Each of this week’s three picks illustrates a global problem, seen up close and personal, thereby offering crucial perspective on why a particular UN goal matters:
- A tender collection of short stories from a doctor in New Zealand.
- A manifesto for change for Black female students.
- A British foreign correspondent looks at homelessness in her own country.
- Admissions: Hospital Tales of Life, Love and Death
By: Mira Harrison
Publisher: Steele Roberts
From Otepoti Dunedin, a city on New Zealand’s South Island, comes this collection of linked short stories by Dr Mira Harrison. The eight featured women are doctors, nurses, cooks and cleaners and their lives are dedicated to caring for others. We see a 28-year-old obstetrician having a miscarriage as she delivers other women’s babies. A middle-aged hospital receptionist helps a Syrian refugee, who turns out to be a trauma surgeon. This book hits #8 of the UN’s goals: Decent work, sustainable growth.
“Delivering requires stamina from the obstetrician as well as from the labouring woman. It’s hard work all round.”
- Taking up Space:
By: Chelsea Kwakye, Ore Ogunbiyi
Publisher: Merky Books
Heard the one about the British Ghanian and the British Nigerian who go to Cambridge? Chelsea Kwakye and Ore Ogunbiyi tell that story and tell it well. All those questions: “where are you from” and the follow-up, “where are you really from”. Racialised language and tropes in school about what Black students can “realistically” achieve when applying to university; “the cultural positioning of Black students as a homogenous group” and a curriculum that suggests “non-white people are only worth studying for the occasions in which they are forced to confront white power”. This hits two UN goals: #4, quality education, and #10, reduced inequality.

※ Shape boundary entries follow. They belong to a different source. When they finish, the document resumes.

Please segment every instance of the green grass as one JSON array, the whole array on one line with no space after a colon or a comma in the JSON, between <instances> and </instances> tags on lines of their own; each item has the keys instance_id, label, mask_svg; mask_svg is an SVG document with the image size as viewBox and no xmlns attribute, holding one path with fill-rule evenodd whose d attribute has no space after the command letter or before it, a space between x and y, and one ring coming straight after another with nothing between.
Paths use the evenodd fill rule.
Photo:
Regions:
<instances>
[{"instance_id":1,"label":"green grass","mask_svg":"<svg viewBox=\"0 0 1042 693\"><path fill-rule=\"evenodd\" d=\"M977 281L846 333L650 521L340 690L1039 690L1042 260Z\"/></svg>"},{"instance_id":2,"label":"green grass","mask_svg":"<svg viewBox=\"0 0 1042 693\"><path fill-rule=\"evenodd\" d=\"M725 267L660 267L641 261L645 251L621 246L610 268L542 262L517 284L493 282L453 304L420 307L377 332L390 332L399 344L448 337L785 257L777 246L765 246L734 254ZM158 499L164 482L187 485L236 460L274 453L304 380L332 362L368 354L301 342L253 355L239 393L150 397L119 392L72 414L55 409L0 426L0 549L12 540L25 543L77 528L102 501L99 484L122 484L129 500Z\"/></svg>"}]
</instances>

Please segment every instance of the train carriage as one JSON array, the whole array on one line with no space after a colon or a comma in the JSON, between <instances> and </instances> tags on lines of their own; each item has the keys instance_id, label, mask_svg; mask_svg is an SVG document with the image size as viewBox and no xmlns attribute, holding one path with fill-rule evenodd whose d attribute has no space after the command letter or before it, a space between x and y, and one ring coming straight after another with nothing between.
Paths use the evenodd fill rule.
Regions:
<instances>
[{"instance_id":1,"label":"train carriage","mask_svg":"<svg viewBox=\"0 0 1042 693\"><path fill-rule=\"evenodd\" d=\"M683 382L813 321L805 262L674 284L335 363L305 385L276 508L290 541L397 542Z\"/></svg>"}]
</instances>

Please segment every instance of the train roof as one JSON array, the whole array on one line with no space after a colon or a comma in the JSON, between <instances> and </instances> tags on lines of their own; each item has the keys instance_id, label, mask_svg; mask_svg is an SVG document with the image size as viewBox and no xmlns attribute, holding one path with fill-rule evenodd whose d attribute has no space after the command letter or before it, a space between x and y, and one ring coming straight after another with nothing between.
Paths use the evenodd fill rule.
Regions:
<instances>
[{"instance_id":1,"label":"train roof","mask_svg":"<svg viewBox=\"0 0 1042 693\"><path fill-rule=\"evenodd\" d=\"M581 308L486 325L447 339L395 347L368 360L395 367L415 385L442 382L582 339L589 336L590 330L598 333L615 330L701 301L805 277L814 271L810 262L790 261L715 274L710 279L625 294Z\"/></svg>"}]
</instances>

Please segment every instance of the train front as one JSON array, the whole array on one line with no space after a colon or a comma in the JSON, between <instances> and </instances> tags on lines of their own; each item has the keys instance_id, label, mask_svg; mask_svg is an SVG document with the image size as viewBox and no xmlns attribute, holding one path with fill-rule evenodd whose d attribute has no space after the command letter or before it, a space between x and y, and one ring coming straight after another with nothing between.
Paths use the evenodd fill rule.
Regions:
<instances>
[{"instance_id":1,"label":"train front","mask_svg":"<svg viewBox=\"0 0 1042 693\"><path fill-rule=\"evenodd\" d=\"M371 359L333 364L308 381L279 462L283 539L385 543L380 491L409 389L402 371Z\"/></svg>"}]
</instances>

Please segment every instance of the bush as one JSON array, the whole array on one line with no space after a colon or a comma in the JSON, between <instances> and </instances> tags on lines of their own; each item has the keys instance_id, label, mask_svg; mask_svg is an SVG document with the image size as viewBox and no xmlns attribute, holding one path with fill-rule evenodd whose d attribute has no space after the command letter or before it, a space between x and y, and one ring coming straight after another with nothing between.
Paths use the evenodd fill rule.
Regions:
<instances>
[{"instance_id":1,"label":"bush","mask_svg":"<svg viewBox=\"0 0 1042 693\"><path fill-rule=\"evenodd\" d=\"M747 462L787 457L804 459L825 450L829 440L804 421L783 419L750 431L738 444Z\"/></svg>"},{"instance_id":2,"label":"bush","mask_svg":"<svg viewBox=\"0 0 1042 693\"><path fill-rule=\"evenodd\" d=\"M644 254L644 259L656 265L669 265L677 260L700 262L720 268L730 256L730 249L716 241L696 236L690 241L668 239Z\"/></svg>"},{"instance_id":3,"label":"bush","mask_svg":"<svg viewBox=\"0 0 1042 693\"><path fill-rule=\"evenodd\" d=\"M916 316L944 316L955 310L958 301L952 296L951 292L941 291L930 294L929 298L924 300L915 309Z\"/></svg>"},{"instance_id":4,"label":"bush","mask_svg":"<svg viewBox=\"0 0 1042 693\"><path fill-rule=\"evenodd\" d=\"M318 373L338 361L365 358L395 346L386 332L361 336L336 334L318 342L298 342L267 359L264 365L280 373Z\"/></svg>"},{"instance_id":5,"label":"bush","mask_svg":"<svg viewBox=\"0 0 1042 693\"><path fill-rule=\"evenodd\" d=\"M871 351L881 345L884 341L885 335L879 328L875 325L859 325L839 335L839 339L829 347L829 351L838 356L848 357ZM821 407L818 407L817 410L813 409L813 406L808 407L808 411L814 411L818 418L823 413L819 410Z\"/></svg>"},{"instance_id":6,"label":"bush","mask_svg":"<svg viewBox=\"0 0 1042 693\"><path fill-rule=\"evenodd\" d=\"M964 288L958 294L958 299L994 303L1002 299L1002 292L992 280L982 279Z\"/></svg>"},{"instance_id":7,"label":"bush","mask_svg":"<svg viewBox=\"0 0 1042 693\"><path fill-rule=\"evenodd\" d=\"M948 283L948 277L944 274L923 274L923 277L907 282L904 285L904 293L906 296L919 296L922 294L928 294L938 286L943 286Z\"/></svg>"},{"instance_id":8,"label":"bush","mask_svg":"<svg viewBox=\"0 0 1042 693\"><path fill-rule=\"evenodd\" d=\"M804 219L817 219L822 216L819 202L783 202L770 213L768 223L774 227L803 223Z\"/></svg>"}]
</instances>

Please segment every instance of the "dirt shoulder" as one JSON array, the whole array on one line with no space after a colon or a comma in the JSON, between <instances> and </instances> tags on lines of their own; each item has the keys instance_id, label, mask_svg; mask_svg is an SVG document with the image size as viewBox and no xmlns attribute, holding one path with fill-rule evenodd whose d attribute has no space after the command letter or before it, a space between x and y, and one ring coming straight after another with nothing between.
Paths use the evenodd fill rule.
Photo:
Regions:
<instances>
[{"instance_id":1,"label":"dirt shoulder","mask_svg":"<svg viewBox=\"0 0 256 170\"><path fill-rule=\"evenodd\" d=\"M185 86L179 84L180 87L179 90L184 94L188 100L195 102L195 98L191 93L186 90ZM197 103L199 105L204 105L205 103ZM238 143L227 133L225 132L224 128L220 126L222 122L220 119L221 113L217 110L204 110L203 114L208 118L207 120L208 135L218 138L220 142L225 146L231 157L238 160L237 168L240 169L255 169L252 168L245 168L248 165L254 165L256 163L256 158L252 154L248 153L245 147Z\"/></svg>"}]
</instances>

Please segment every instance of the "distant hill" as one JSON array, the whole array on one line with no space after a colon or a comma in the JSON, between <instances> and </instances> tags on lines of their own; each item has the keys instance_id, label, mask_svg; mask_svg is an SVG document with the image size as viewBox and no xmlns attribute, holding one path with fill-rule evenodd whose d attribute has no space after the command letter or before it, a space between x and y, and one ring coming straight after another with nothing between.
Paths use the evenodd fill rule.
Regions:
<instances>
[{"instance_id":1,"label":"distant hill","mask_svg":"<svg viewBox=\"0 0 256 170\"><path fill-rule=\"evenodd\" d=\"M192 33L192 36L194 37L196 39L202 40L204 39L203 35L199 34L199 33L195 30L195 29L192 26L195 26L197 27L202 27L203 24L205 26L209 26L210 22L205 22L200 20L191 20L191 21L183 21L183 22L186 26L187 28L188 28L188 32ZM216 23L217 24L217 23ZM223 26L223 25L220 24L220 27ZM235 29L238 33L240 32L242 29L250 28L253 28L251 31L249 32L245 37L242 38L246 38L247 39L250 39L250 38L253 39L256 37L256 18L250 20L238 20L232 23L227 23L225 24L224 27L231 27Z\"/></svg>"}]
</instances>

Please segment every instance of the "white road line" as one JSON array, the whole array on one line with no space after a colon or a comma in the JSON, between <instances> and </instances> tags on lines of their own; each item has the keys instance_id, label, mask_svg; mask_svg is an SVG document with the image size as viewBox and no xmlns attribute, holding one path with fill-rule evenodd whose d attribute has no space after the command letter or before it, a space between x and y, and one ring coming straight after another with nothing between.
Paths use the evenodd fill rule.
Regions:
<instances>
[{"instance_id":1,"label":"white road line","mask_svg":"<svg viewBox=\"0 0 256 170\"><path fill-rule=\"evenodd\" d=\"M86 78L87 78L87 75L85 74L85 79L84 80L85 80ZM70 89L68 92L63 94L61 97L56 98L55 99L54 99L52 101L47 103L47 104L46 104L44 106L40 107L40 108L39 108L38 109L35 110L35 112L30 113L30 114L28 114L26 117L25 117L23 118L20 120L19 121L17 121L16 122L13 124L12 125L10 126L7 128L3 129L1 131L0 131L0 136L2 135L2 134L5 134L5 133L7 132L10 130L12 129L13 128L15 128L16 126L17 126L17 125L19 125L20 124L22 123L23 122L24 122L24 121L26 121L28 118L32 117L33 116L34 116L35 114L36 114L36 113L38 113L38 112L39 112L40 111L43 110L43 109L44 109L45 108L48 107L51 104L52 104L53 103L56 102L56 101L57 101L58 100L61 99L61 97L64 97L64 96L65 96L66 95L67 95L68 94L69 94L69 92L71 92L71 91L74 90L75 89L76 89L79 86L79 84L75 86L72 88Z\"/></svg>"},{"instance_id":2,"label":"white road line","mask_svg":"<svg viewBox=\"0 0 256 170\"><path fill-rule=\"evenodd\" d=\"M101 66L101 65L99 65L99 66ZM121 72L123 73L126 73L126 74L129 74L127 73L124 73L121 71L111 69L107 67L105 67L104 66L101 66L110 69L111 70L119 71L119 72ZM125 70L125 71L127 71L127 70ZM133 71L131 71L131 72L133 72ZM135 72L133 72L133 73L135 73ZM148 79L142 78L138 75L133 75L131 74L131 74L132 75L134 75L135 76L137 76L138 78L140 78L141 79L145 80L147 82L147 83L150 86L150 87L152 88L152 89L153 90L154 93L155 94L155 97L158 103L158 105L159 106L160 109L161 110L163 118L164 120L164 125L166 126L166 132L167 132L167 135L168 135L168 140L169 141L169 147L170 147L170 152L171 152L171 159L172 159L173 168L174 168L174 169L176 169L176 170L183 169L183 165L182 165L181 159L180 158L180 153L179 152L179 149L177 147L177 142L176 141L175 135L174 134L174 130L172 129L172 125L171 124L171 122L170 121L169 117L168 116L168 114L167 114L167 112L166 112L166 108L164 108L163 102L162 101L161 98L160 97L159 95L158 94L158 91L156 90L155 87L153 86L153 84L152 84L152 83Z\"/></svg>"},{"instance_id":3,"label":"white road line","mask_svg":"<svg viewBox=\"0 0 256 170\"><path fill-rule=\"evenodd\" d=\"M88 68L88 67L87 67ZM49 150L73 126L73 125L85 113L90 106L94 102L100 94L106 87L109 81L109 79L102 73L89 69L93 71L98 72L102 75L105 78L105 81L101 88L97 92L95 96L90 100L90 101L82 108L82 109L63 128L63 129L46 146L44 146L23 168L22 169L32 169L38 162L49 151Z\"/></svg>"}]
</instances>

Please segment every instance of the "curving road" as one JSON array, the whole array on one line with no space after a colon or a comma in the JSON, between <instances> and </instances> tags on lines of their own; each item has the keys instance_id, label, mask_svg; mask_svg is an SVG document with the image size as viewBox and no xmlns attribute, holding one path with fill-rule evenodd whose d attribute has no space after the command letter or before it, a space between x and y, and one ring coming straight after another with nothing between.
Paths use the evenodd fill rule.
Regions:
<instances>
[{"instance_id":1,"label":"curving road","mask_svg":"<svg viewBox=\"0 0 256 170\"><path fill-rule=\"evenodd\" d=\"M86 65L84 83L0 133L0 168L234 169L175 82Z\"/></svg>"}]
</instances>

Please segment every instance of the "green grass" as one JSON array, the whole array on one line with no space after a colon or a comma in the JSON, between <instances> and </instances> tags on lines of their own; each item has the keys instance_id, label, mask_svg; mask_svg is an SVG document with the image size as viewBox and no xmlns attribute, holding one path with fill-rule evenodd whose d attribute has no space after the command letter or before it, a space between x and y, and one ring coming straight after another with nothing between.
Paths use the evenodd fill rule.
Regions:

“The only times you might see someone who looks like you represented in your curriculum will be at the mention of slavery, colonisation, lynching and maybe political corruption in African states – a dehumanising experience.”
- The Prince Rupert Hotel for the Homeless
By: Christina Lamb
Publisher: William Collins
A 900-year-old four-star hotel becomes a pandemic shelter for the homeless population in the English city of Shrewsbury. And Christina Lamb, The Times and Sunday Times’ veteran foreign correspondent, is unable to travel overseas and forced to break the habit of 34 years of foreign reporting to examine Britain. She finds a troubling but heartening reality. Many of the problems she had seen in developing countries exist in 21st century Britain as well, not least homelessness. And human frailties are the same everywhere in the world. As one guest at the Prince Rupert Hotel puts it: “I’m homeless because of life.” Lamb, who previously wrote a clutch of books set in far-flung parts – Africa, Afghanistan, Pakistan, Syria – describes the astonishing care, consideration and respect with which a grand establishment looks after people who were so recently on the streets. It’s a moving story, particularly because it’s true. To my mind, this book hits #1 of the UN’s goals: no poverty.
“Outside, everyone treats us like dogs, but even dogs have kennels.”